One reason constitutional rights are made inviolate is because judges have been known to violate them. If passed, a California law will be invalidated due to this principle.
Cali is considering giving judges to power to take away a person’s guns based on something less than evidence. Known as AB1014 and the Ex Parte Gun Violence Restraining Order bill, the law would empower a judge to revoke the Second Amendment if a person is claimed to be a danger to himself or others. This is one of several knee-jerking reactions to the recent Santa Barbara slashing/shooting/driving homicides homicides. The idea is that is a friend, family member, neighbor or perfect stranger claims you are armed and nuts, the government can take away your firearms.
Lack of real evidence is the issue.
The law as currently written requires a judge to consider squishy evidence such as written or oral statements by “any witness the petitioner may produce.” The judge doesn’t have to demand testimony however – just the petition to have guns removed is enough. If your estranged husband wants to break into your house and beat you to death, all he has to do is petition the judge and claim you have been making, or have a history of psychotic or violent behavior. Disarmed, he then has his way with you.

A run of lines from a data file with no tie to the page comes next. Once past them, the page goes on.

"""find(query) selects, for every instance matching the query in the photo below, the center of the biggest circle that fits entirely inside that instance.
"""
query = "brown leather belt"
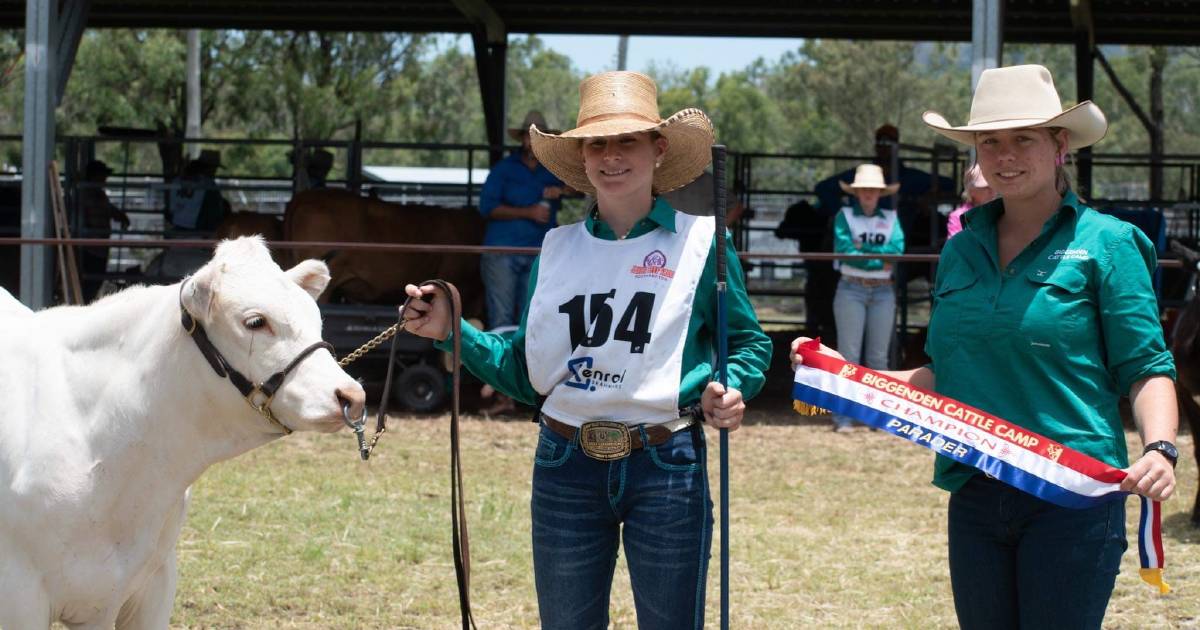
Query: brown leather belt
(865, 282)
(621, 438)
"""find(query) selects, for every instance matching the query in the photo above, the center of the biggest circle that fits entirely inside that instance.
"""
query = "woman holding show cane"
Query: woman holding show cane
(617, 343)
(1043, 316)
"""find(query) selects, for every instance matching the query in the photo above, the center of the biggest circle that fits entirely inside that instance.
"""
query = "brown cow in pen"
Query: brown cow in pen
(379, 277)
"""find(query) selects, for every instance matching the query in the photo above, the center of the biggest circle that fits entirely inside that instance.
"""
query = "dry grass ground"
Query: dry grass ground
(828, 531)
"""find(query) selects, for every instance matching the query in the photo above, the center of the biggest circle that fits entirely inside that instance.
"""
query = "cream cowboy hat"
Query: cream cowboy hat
(869, 177)
(612, 103)
(532, 118)
(1018, 97)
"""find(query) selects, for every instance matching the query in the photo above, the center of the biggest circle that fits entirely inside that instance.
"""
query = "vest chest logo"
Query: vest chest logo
(653, 265)
(1069, 255)
(581, 375)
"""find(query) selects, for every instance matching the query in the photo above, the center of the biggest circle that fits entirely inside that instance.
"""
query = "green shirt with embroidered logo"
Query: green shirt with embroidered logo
(1055, 339)
(501, 359)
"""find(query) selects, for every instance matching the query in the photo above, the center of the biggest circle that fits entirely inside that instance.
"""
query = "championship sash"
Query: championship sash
(1019, 457)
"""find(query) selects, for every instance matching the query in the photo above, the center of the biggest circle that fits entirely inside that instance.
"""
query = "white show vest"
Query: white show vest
(607, 322)
(875, 229)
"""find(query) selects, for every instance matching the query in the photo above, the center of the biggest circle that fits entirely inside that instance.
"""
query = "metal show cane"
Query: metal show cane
(721, 377)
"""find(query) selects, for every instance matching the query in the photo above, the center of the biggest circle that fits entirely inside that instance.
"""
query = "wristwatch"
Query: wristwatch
(1165, 448)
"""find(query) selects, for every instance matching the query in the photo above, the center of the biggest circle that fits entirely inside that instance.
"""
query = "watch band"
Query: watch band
(1165, 448)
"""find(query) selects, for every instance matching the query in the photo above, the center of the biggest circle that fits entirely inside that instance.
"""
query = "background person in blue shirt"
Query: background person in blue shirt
(520, 202)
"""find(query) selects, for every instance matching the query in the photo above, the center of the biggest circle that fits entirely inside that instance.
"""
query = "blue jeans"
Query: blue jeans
(505, 281)
(864, 312)
(1020, 562)
(657, 499)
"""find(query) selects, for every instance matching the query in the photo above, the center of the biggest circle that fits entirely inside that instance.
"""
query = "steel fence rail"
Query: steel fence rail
(202, 244)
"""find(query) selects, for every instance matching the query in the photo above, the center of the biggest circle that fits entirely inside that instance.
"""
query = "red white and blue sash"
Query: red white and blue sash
(1021, 459)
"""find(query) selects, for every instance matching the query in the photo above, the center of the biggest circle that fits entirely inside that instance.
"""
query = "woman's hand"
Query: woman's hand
(1152, 477)
(427, 318)
(723, 408)
(796, 357)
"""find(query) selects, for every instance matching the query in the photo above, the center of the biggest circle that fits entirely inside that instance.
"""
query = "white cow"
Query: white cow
(109, 412)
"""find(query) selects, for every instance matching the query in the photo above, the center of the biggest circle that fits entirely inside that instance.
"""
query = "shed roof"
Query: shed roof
(1129, 22)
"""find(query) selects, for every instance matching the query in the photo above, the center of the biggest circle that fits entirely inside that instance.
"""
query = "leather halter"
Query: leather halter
(259, 395)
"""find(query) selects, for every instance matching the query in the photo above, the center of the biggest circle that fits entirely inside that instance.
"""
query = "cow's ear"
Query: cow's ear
(199, 291)
(311, 275)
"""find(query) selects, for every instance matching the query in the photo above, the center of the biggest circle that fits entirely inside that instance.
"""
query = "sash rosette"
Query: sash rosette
(1005, 450)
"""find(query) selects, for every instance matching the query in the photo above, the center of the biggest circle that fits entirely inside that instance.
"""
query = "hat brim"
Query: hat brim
(689, 136)
(891, 189)
(1085, 123)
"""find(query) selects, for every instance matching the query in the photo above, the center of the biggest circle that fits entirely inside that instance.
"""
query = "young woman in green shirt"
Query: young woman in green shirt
(617, 342)
(1044, 315)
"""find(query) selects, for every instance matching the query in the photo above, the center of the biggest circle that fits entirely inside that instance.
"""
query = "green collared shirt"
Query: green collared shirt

Some forms of squishy evidence allowed by this inept legislation includes:
- “A recent threat of violence or act of violence by the subject of the petition directed toward another.” I once got a restraining order on my ex-wife for tossing a cup of coffee on me (just the java, not the cup). That was an act of violence, but one so minor it was barely enough to get an emergency restraining order.
- “A recent threat of violence or act of violence by the subject of the petition directed toward himself or herself.” Have you ever heard of an overwrought mother worried her temporarily depressed kid might do themselves harm? Happens daily, and now would be grounds for eliminating the kids preferred mode of self-defense.
- “A violation of an unexpired emergency protective order.” See above. If my wife had tossed another cup of Joe at me, that would have been grounds for disarmament.
- “The reckless use, display, or brandishing of a firearm by the subject of the petition.” Oddly, reckless is not defined. Had my ex swung a hammer at my head instead, and I pulled a gun, would I have been reckless? A biased judge might think so.
- “Any prior arrest of the subject of the petition for a felony offense.” Does a felony check kitting charge count? Why did they omit “violent felony”?
- “Evidence of recent or ongoing abuse of controlled substances or alcohol.” Again, this could be the evidence of unprovable testimony (“I saw the preacher popping heroin your Honor!”)
There is more … oh so much more. The bottom line is that this bill doesn’t address the problem (dangerous kooks who may want to kill people) in a way that assures it doesn’t abridge a right, or is abused by people with grudges, or that it won’t force them to find other ways (like the knives and automobiles used in Santa Barbara).
The good news is that even the anti-gun crowd is looking seriously at mental health as the key issue. Now they just need to get mentally healthy enough to write a good law.